今日は早朝の便で岡山空港に到着し、そのまま倉敷に直行しました。
約束が夕方以降になったので、それに合わせて便を変更することもできましたが、あの美しい街並みをもう一度歩いてみようと思い、あえて当初の予定通りに出掛けて来ました。
気持ちのいい晴れの日とはいかないまでも、梅雨空とは無縁の今日、少し曇っているくらいの方が、日差しがきつくなくてよかったかもしれません。
予約してあったホテルのチェックインタイムは午後3時。少しくらい早めに着いても、快く部屋に入れてくれるホテルは多いのですが、まだ朝食が終わったばかりの時間に押しかけたのでは、ルームキーは渡してくれないでしょう。
でも、はなから諦めるなんて、YK流ではありません。
荷物もあることですから、とりあえずホテルに向かって、少なくとも荷物を預けて身軽になりたいもの。

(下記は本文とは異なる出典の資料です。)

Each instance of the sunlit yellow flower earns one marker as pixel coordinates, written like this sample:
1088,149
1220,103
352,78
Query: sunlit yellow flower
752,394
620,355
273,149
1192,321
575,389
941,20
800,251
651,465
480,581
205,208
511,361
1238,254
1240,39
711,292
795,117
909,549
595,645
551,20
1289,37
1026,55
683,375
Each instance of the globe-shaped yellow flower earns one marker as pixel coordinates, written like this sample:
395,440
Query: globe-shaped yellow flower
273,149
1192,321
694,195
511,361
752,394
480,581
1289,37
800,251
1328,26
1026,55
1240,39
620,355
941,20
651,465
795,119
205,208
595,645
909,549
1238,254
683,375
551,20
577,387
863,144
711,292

さて、ホテルの正面玄関に到着し、とびきりの笑顔を用意して、いざレセプションカウンターへ。係を私のペースに巻き込むことがポイント。どうやら今日はそれが功を奏したらしく、すぐに部屋に入れたばかりか、予約よりもグレードの高い部屋を用意してもらえました。
荷物を部屋に置いて、早速「美観地区」へ。今日は大原美術館も開館しており、川端にはアイスキャンディーや手作りアクセサリーを扱う露店が連なっていますが、まだ午前中だからか、人の数は前回来た雨の月曜日と大差ありません。

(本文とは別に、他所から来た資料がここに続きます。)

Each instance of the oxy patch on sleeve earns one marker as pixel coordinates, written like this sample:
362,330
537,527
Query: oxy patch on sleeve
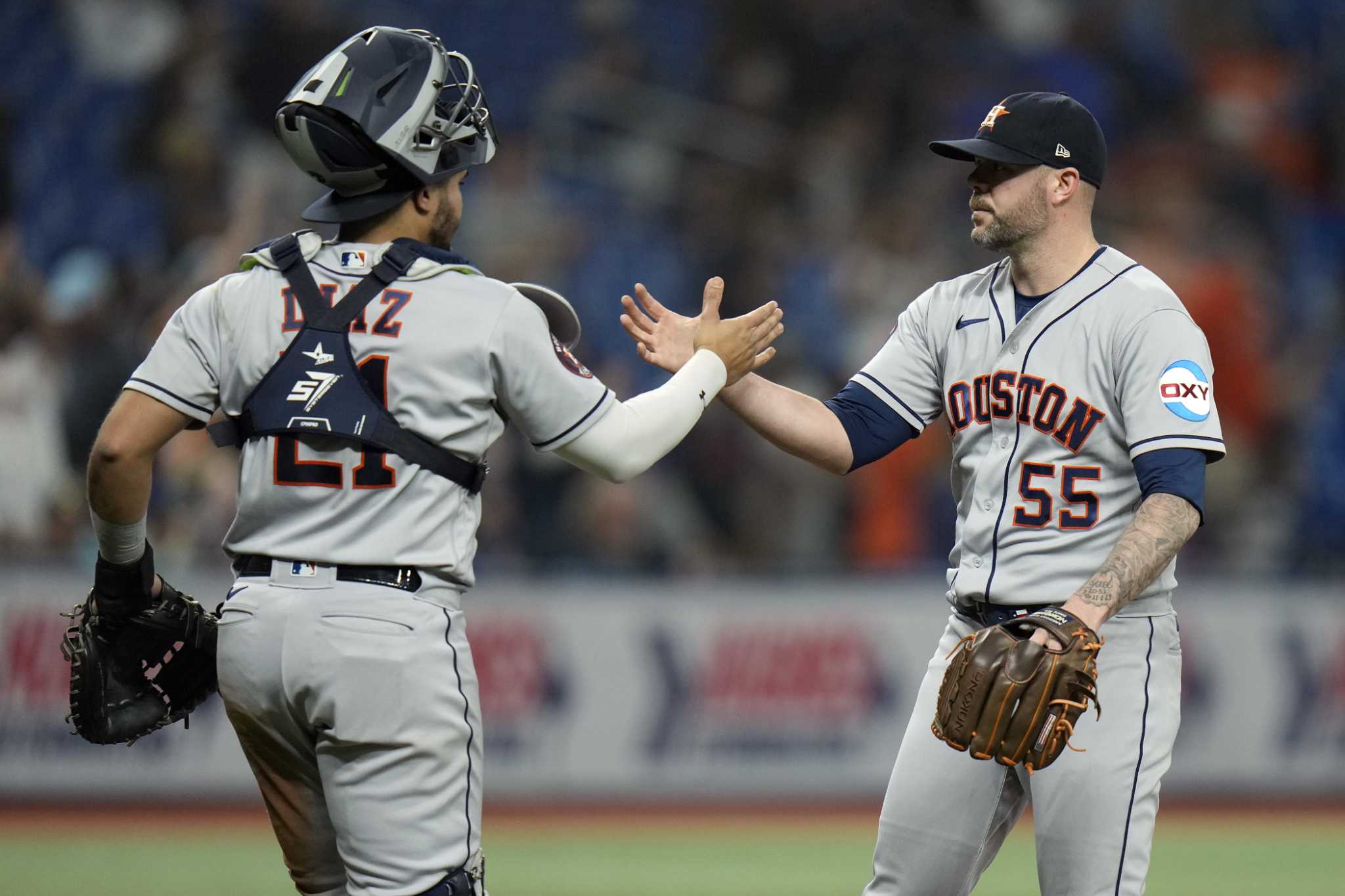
1185,390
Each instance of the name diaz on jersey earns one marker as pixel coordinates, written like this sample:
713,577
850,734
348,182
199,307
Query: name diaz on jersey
1030,399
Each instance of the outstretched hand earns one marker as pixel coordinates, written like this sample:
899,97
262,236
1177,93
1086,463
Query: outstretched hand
669,340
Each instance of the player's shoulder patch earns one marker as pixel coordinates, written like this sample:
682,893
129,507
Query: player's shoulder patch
1185,390
568,359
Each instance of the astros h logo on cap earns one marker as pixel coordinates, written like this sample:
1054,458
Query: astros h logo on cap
1036,129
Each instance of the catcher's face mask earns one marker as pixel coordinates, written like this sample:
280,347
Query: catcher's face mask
382,114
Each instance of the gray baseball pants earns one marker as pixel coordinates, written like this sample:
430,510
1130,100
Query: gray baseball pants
946,815
357,707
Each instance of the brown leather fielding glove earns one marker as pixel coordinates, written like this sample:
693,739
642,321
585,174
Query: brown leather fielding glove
1007,699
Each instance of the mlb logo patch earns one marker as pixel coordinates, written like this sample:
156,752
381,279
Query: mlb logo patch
1185,391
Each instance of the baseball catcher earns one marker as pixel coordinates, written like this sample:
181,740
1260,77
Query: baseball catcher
139,660
1009,698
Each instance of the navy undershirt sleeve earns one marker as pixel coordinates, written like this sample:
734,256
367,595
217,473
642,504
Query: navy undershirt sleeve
873,427
1179,472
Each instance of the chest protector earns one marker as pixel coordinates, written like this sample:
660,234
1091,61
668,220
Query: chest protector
315,387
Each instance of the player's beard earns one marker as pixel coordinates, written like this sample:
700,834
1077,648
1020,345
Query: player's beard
445,224
1011,228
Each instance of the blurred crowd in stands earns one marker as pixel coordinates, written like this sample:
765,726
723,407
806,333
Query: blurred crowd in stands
776,142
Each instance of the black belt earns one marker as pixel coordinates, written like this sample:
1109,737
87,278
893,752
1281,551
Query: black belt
993,614
404,578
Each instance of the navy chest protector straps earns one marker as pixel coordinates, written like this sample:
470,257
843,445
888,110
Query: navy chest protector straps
315,389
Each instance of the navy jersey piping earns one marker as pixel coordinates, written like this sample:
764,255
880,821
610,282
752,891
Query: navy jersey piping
870,377
1134,784
471,733
1003,498
990,295
1176,436
204,410
591,412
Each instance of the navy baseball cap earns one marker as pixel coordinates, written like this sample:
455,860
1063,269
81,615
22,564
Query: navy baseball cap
1036,129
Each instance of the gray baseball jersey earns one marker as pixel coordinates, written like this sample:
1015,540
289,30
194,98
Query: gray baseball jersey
454,355
1047,416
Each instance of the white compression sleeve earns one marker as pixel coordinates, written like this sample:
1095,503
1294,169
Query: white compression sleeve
634,435
119,542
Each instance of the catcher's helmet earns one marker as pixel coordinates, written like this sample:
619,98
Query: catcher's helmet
385,113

特に何かを探すでもなく、ただゆっくりと歩き、雰囲気に溶け込みながらひとときを過ごす。そんなリゾートのような振舞いもまた、この地にはよく似合います。
山陽新聞の朝刊でも取り上げられていた「エルグレコ」の軒先は、普段なら蔦に抱かれた外観が目印ですが、数々の願いが託された笹飾りで覆われていました。

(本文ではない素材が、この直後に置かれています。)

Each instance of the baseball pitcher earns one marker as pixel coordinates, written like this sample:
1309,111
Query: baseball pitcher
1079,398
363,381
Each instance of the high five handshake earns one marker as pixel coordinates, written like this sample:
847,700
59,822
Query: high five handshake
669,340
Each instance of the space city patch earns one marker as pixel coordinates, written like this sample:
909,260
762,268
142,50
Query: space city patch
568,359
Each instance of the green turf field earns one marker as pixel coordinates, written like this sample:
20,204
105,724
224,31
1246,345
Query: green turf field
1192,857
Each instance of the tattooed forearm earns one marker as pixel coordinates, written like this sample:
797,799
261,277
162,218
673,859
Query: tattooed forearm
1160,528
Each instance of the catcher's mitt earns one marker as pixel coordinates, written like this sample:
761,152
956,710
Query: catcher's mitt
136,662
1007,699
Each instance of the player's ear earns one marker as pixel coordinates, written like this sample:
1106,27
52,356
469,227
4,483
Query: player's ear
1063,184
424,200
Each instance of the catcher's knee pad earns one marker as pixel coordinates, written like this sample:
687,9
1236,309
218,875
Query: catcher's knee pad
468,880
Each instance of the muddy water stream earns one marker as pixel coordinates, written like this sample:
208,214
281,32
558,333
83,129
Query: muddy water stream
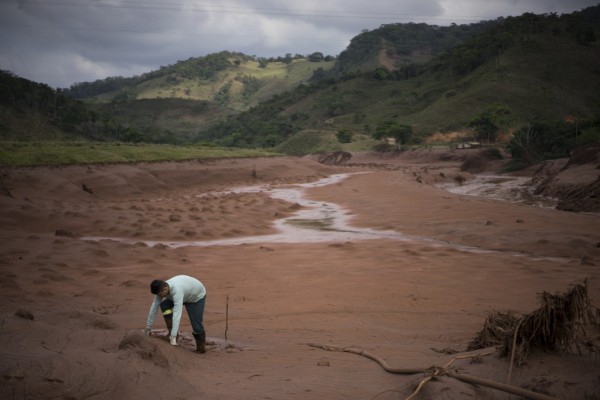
318,221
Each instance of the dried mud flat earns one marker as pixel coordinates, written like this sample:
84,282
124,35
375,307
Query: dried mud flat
72,310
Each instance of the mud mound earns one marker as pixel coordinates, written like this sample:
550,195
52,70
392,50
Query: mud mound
335,158
137,344
574,182
482,160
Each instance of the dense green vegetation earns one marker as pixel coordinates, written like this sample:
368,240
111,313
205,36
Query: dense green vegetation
30,153
511,73
529,81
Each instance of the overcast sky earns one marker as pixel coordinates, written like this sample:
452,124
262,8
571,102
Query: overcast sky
60,42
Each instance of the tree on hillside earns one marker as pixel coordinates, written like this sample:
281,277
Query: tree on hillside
488,123
344,135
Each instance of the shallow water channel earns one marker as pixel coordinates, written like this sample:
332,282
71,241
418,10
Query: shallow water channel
318,221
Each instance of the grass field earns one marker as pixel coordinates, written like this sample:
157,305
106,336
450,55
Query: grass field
24,154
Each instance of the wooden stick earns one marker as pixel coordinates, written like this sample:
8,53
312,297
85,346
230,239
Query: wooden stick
226,316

ふと気付けば、今日は風がほとんどありません。柳でさえ微動だにせず佇み、川をゆっくりと滑る舟だけが、わずかな波を作っていました。
歩き疲れたら、いつもの喫茶店へ。って、まだ2回目なのに、もう「いつもの店」みたいな気分になる、レトロで落ち着くコーヒー専門店です。珈琲専門店で冷えたコーヒーなんてまず飲まないのですが、今回はお勧めになっていたマンデリンの冷たいコーヒーを注文。
昔、祖母が作ってくれたコーヒーゼリーを思い出す、ほろ苦くもほんのり甘い味わいでした。
気分もほぐれたところで、ホテルへの帰り道に、大原美術館の敷地内を通らせてもらいました。美しい芝生の上にはロダンをはじめとした彫刻が点在する他、その傍らには日本庭園があり、和洋のコントラストが楽しめます。
館内の美術品を鑑賞するのは有料ですが、こちらまでは無料でした。
倉敷の町中では、道路の脇にむきだしの川が流れている場所を多く見かけますが、特に柵もありません。
川幅は2メートル弱ありますが、深さはひざ下程度だと思います。それでも、大雨で増水することもあるでしょうし、夜はうっかり足を滑らせることもあるのではないでしょうか。
すれ違う車は、器用に避けていますし、きっとこの地で育った子供たちにとっては、ずっと慣れ親しんでいる身近な存在なのでしょう。
東京なら、すぐに「危ない」とフタをされてしまいそうな川ですが、小さな魚も泳いでいて、気まぐれな旅人にもちょっとした涼を分けてくれました。